A furnace that has a \(40-\mathrm{cm} \times 40-\mathrm{cm}\) glass window can be considered to be a blackbody at \(1200 \mathrm{~K}\). If the transmissivity of the glass is \(0.7\) for radiation at wavelengths less than \(3 \mu \mathrm{m}\) and zero for radiation at wavelengths greater than \(3 \mu \mathrm{m}\), determine the fraction and the rate of radiation coming from the furnace and transmitted through the window.

We are given: Window size: \(40 \thinspace cm \times 40 \thinspace cm\) Temperature of the blackbody: \(T = 1200 \thinspace K\) Transmissivity of the glass: \(\tau(\lambda) = 0.7\) for \(0 \leq \lambda \leq 3 \thinspace \mu m\), and \(0\) for \(\lambda > 3 \thinspace \mu m\)

We will use Planck's law of blackbody radiation in terms of wavelength.
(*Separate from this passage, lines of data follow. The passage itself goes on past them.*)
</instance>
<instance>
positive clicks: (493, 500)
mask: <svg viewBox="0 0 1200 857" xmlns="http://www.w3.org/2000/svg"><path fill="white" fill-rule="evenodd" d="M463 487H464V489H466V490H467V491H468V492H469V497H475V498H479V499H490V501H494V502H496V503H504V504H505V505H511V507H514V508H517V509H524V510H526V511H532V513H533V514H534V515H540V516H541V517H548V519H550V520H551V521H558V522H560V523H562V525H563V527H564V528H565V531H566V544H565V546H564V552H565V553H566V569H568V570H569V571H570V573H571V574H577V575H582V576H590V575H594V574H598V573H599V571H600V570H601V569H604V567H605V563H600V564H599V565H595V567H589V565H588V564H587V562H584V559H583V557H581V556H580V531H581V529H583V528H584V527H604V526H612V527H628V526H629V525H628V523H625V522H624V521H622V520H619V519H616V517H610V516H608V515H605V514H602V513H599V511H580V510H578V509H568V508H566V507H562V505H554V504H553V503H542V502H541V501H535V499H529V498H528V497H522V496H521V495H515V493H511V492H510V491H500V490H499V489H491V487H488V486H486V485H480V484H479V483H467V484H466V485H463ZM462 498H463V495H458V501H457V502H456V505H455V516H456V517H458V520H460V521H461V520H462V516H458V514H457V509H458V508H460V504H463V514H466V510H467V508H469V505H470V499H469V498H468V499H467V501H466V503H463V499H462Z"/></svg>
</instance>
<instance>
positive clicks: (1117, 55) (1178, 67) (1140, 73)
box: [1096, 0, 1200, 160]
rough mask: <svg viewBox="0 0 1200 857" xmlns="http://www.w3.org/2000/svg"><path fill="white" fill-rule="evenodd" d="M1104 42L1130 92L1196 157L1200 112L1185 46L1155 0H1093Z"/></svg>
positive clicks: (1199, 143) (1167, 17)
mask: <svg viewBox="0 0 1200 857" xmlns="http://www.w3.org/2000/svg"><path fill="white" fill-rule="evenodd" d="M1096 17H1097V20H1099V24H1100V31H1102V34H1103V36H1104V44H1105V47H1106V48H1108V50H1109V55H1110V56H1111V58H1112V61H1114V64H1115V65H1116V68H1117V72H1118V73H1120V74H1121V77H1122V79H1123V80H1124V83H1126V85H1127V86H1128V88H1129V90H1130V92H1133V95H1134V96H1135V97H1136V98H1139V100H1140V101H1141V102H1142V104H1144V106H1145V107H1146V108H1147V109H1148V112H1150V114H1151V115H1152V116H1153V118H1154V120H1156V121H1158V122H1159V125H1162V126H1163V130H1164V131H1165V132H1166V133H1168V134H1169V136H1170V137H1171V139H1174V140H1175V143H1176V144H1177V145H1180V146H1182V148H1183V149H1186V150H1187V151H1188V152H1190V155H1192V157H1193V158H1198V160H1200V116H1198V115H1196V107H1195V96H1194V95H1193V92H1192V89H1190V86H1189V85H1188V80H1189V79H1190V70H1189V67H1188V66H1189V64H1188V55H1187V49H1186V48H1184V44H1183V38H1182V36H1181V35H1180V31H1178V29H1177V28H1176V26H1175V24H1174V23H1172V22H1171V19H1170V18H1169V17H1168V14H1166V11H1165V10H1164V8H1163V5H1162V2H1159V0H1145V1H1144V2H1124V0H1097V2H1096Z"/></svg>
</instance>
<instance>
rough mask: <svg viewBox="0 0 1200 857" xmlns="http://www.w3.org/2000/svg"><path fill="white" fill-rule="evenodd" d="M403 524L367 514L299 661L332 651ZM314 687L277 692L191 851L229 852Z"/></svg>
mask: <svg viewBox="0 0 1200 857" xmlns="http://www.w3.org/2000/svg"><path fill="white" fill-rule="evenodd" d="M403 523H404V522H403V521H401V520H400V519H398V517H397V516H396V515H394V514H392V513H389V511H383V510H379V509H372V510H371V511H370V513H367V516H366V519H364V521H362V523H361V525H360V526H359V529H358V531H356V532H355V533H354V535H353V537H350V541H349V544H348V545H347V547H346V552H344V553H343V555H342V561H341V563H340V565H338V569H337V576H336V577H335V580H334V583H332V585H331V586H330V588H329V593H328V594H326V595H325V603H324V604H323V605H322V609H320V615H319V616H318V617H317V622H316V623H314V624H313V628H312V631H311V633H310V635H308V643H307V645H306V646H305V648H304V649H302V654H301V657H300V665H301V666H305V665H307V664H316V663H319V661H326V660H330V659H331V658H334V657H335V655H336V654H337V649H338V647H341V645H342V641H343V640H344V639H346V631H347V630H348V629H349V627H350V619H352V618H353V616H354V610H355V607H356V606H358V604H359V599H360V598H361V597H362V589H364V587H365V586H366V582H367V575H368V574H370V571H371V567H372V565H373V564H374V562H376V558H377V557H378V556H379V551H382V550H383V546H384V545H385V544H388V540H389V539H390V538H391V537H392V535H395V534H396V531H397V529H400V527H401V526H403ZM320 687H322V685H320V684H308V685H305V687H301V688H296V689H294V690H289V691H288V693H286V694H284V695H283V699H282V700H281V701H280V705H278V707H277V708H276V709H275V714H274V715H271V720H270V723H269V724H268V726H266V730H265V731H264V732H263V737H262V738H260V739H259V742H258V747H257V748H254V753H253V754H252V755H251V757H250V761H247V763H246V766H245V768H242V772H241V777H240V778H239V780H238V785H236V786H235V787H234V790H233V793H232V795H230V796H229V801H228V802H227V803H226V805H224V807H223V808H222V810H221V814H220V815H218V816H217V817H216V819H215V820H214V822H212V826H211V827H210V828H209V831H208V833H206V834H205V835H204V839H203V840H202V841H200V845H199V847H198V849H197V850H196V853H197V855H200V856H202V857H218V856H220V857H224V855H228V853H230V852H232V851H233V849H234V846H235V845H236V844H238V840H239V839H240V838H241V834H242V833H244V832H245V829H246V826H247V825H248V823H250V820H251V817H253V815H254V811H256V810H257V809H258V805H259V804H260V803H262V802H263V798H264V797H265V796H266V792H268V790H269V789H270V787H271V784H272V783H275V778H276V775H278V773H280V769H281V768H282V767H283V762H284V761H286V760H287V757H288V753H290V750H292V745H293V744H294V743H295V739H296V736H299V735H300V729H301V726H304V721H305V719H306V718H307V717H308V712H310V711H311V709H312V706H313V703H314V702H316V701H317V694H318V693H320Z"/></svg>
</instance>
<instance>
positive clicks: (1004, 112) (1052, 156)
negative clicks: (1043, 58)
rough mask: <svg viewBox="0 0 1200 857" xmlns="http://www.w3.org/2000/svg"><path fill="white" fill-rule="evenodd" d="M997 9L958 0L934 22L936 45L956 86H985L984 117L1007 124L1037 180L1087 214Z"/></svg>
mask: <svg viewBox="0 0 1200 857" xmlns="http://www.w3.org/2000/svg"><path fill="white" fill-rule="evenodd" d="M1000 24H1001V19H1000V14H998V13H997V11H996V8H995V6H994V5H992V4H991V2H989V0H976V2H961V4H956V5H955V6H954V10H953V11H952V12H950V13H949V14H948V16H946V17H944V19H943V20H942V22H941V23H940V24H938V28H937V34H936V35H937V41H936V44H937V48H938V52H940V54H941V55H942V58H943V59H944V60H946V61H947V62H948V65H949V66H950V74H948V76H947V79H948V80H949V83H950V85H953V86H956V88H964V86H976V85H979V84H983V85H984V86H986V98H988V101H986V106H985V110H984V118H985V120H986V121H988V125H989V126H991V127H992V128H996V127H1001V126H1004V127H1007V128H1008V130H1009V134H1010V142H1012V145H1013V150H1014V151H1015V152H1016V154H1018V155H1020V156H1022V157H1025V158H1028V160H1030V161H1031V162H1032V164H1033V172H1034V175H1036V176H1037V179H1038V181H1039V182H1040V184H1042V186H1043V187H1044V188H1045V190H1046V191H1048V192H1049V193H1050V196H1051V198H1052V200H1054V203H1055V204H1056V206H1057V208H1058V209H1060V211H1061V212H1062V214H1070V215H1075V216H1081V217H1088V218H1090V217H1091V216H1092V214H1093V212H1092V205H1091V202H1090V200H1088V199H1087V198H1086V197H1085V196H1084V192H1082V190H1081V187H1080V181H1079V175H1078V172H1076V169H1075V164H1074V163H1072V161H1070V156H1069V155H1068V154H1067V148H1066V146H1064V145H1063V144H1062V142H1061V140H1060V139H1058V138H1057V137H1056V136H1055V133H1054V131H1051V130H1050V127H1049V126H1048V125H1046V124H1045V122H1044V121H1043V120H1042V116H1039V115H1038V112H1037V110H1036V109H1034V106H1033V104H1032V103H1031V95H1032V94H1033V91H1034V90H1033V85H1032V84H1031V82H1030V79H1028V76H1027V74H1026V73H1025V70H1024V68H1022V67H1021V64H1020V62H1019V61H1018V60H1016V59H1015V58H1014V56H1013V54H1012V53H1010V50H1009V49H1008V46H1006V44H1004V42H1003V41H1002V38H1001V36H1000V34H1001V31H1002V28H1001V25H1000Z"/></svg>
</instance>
The formula is given by: \(I(\lambda, T) = \frac{2 \pi hc^2}{\lambda^5} \frac{1}{e^{\frac{hc}{\lambda k_B T}} - 1}\) Where: - \(I(\lambda, T)\) is the intensity of radiation per unit wavelength, - \(h\) is the Planck's constant \((6.626 \times 10^{-34} \thinspace Js)\), - \(c\) is the speed of light \((3.0 \times 10^8 \thinspace m/s)\), - \(\lambda\) is the wavelength, - \(k_B\) is the Boltzmann constant \((1.381 \times 10^{-23} \thinspace J/K)\), - \(T\) is the temperature of the blackbody.

The transmitted intensity is given by the product of the intensity of the blackbody and the transmissivity of the glass. \(I_{transmitted}(\lambda) = I(\lambda, T) \times \tau(\lambda)\)

We will integrate the transmitted intensity over the entire wavelength range, and then multiply it with the window area to get the rate of transmitted radiation. \(R_{transmitted} = Area \times \int_{0}^{\infty} I_{transmitted}(\lambda) d\lambda\) Since \(\tau(\lambda)\) is zero for wavelengths greater than \(3 \thinspace \mu m\), we only need to integrate from \(0\) to \(3 \thinspace \mu m\): \(R_{transmitted} = Area \times \int_{0}^{3 \times 10^{-6}} I_{transmitted}(\lambda) d\lambda\) We can use numerical integration (e.g. Simpson's Rule) to compute the integral.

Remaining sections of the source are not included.